Paris, ai se eu te pego…

Avant j’étais varoise. Aujourd’hui je vis à Paris. Dans le fond, je suis toujours un peu varoise, mais pas vraiment parisienne. En fait, je suis bien pire…

Il y a encore quelques années, si on m’avait dit que je déménagerai à Paris, j’aurais explosé de rire et me serais mordue la joue gauche avec une molaire bunodonte avant de me vidanger de toutes mes globules blanches et de succomber à une hémorragie externe d’origine traumatique. Bref, j’aurais sacrément sali la moquette quoi. Et très mal réagi à l’idée d’aller à Panam aussi.

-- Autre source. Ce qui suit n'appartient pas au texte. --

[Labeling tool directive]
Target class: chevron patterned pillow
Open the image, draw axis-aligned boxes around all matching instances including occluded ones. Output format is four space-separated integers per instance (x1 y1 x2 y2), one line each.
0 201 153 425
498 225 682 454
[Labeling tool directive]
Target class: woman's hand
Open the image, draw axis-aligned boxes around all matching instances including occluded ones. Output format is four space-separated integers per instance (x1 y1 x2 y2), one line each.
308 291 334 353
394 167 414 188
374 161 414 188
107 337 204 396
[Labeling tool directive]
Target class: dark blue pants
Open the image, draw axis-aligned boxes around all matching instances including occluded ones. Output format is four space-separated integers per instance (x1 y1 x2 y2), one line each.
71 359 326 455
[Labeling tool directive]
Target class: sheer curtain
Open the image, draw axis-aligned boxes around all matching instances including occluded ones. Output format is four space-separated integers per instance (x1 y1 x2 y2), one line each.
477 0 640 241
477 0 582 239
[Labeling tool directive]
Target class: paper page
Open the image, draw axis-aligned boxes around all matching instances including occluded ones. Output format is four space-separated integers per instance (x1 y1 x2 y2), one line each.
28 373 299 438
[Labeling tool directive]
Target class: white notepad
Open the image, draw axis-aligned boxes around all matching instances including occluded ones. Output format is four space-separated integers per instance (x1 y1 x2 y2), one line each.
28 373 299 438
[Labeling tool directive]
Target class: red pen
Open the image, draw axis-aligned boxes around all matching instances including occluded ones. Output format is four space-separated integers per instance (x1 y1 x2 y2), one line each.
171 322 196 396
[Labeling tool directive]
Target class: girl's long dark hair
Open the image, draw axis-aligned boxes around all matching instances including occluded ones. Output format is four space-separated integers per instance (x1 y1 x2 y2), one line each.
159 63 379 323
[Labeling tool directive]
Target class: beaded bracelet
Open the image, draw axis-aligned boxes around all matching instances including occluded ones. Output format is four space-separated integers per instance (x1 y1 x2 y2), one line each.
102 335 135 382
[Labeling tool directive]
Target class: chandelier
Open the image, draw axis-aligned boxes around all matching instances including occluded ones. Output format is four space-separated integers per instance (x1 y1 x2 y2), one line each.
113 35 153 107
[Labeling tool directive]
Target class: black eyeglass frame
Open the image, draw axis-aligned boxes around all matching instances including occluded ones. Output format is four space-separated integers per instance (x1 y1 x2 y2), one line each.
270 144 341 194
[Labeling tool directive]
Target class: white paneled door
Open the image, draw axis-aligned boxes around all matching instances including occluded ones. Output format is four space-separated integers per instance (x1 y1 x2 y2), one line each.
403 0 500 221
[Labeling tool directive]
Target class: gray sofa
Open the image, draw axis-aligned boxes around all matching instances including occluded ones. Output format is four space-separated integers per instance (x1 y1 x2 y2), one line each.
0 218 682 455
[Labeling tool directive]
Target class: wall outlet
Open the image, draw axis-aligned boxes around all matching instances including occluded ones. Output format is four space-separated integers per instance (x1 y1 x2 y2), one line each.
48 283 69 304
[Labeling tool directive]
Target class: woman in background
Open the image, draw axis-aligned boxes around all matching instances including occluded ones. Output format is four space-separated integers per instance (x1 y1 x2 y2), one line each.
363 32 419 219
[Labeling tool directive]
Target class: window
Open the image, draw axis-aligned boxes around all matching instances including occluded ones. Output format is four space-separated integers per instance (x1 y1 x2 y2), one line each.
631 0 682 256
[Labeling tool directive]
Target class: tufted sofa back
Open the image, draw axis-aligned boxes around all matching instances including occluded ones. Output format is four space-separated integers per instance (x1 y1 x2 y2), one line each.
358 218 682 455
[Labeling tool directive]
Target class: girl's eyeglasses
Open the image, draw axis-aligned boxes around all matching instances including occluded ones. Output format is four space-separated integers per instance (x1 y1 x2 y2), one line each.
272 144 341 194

Mais il faut croire que les mentalités changent avec le temps, puisque je vis bel et bien à Paris aujourd’hui – ouais, une fois qu’on est à Panam on dit plus Panam. Faut pas déconner avec ça. Quant à mes artères et mon système immunitaire, j’ai un doute parfois. J’ai toujours cru qu’on l’écrivait avec un « h ». Sauf qu’ »himmunétaire » c’est pas Français. Ni parisien.

C’est Guillaume, mon BBF qui m’a montée en caisse – pas au sens littéral du terme hein. On a mis 9 heures pour arriver, et 15 pour se garer. Il était fier d’être là pour mon arrivée au Grand Nord – ah oui, pour les provinciaux : Lyon = Nord ; Paris = Grand Nord.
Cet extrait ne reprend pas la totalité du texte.